Cette unification, cette manière de régir la commune ne sera jamais complètement admise par l’ensemble des habitants des quatre hameaux. C’est ainsi que le 15 avril 1830 l’érection en commune est demandée par les habitants de Garons  au Préfet du Gard en arguant, entre autres faits que :
«- la population de Garons est de 700 habitants, la superifcie 1500ha (les communes du département sont loin d’avoir de tels chiffres)
- la superficie de Bouillargues est si importante que les deux gardes ne peuvent surveiller correctement et qu’il se commet beaucoup de dégâts et délits
- l’éloignement du centre de la commune fait que les chemins vicinaux de Garons sont entièrement abandonnés et dans un état déplorable. Les communications avec Nîmes sont longtemps interrompus, impraticables
- le curé de Bouillargues ne pouvant pas venir régulièrement, les habitants de Garons paient à leur frais un vicaire venu de Nîmes célébrer les offices du dimanche.»
Telles sont les demandes des signataires parmi lesquels on peut dénombrer : Ravanis, Fontanier (5), Pécheral (2), Comy (2), Dorthe (3), Jeanjean, Bautias (5), Bariol, Defreche, Gastal, Bremond (5), Boyer (2), Auzeby (2), Dijol, Trintignan, Guion (2), Paulhan, Rebuffat, Quet, Gustat, Flory, Eysette, Valles, Laube, Faucher, Routon, Gresseau, Béchard.
Un mois plus tard, le préfet du Gard demande au maire de Bouillargues, Michel CHARLES, délibération de son conseil municipal sur ce sujet. La lettre ne sera jamais suivi d’effet !
C’est en février 1832 que le nouveau préfet du Gard rappelle au nouveau maire de Bouillargues, Jean Pierre LAUBE, la demande des habitants de Garons. Après quelques rappels de la préfecture le conseil municipal finira par se réunir le 6 mai 1832 et délibérer :
«Le conseil (afin d’éclairer la religion de l’autorité à faire connaître et respecter les droits de tous et aussi à venger le conseil municipal des injustes reproches que les pétitionnaires se sont permis de lui adresser) s’est arrêté aux considérations suivantes :
* la population de Garons n’est pas de 833 habitants car au recensement du 25 août 1831 on en comptait 550 (les garonnais auraient comptabilisé des personnes partis depuis longtemps, des individus demeurant dans des métaieries relevant de Bouillargues)
* la charge du curé semble pouvoir être supporté par Garons.

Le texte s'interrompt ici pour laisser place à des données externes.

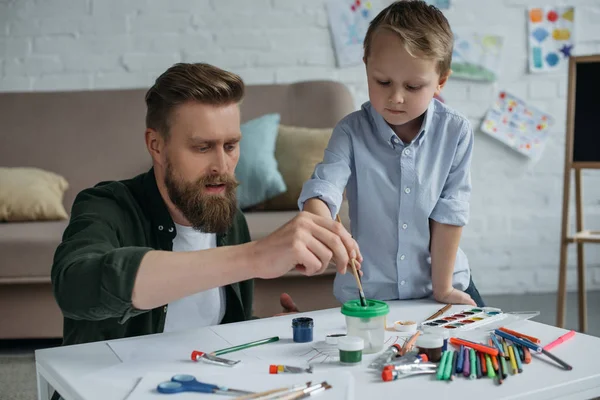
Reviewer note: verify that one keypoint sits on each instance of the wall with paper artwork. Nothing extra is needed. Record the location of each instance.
(509, 79)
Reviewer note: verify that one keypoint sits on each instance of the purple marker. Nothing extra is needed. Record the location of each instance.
(466, 365)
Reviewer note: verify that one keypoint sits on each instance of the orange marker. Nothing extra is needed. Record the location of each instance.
(520, 335)
(475, 346)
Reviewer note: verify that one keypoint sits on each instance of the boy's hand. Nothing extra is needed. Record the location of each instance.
(454, 296)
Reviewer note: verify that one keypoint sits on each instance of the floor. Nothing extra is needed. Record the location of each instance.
(17, 368)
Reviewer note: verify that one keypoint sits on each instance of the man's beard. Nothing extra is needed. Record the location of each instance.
(210, 213)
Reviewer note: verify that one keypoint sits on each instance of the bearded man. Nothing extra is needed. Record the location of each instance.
(169, 249)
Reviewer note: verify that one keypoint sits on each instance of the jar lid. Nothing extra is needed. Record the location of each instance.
(374, 308)
(351, 343)
(429, 341)
(303, 322)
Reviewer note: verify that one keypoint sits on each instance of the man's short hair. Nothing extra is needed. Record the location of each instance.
(183, 82)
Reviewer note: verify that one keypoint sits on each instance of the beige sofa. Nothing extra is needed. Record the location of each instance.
(91, 136)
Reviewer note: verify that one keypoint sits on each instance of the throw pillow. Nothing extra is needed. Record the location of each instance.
(257, 170)
(31, 194)
(298, 150)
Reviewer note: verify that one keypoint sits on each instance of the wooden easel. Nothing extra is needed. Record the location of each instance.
(582, 151)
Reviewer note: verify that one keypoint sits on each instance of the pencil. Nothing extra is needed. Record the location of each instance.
(439, 312)
(361, 293)
(245, 346)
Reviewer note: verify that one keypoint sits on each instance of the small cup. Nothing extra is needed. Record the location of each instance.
(351, 349)
(303, 329)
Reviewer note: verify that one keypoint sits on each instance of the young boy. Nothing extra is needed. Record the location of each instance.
(404, 161)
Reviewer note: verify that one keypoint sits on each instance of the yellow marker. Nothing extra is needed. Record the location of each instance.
(513, 362)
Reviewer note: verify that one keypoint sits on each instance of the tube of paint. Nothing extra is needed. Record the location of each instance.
(281, 369)
(202, 356)
(386, 356)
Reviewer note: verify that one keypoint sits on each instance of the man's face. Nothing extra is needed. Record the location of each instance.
(400, 85)
(201, 155)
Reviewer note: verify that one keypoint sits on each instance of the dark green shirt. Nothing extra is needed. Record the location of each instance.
(113, 225)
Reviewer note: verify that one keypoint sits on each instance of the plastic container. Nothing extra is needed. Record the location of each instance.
(303, 329)
(430, 345)
(367, 323)
(351, 349)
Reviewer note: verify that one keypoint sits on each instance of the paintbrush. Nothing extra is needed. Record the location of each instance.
(363, 300)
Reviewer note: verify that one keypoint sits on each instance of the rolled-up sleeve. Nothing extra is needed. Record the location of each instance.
(452, 208)
(331, 175)
(93, 274)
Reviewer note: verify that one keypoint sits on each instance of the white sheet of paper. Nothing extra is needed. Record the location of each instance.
(342, 384)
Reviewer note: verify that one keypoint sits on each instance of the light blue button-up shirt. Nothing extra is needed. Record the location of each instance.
(393, 190)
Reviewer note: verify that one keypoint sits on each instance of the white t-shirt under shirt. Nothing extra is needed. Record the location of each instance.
(203, 308)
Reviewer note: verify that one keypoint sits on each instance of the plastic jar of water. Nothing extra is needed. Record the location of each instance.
(367, 322)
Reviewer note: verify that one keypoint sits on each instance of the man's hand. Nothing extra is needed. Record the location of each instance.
(289, 307)
(308, 243)
(454, 296)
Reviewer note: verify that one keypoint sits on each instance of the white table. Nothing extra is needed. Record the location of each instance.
(93, 371)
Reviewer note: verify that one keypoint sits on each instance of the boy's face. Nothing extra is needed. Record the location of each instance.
(400, 85)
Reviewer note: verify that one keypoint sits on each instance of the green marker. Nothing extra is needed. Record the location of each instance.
(442, 367)
(490, 366)
(244, 346)
(448, 369)
(473, 364)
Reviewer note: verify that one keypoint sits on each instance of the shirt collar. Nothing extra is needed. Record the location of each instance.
(388, 134)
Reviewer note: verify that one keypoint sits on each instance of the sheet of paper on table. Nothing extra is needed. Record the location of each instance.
(342, 383)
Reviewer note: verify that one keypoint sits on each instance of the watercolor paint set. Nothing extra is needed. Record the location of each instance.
(467, 319)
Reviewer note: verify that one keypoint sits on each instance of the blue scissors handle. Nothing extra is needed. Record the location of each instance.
(188, 383)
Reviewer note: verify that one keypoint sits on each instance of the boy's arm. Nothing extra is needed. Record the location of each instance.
(322, 194)
(448, 217)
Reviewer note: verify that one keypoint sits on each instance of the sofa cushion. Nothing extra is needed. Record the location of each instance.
(31, 194)
(298, 150)
(257, 170)
(27, 248)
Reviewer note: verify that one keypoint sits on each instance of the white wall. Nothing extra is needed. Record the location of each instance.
(512, 240)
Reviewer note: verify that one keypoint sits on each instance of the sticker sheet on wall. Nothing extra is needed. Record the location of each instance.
(441, 4)
(476, 56)
(348, 23)
(518, 124)
(551, 38)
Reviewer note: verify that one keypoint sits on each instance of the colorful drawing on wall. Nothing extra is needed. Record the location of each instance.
(476, 56)
(517, 124)
(551, 38)
(441, 4)
(348, 22)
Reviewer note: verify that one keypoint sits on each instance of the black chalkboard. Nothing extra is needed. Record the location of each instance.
(586, 138)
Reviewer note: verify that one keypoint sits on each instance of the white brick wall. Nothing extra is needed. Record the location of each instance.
(512, 240)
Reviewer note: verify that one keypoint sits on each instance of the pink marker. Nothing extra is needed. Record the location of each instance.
(558, 341)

Rappel est fait de la construction du presbytère que les pétitionnaires prétendent avoir complètement supporté alors qu’ils n’ont fournis qu’une faible somme (900 francs contre 2400 francs pour Bouillargues), que quelques hommes, charrettes et matériaux.
* signale que l’instituteur de Garons est en une position plus avantageuse, étant seul au milieu de 550 âmes alors qu’à Bouillargues il y a trois maîtres d’écoles ne recevant aucun secours du gouvernement ni même de la commune hormis l’instituteur communal qui a un logement de fonction et touche 120 francs alors que celui de Garons vient de percevoir 200 francs du gouvernement
* ce n’est pas sérieusement que les habitants de Garons se prévalent de la difficulté, surtout dans l’hiver, de faire à Bouillargues les déclarations de naissance, de décès «les déclarations de naissance et de décès ne sont pas sans doute assez fréquentes et n’arrivent pas précisément dans les mauvais temps pour que l’inconvénient qu’ils signalent soit réel»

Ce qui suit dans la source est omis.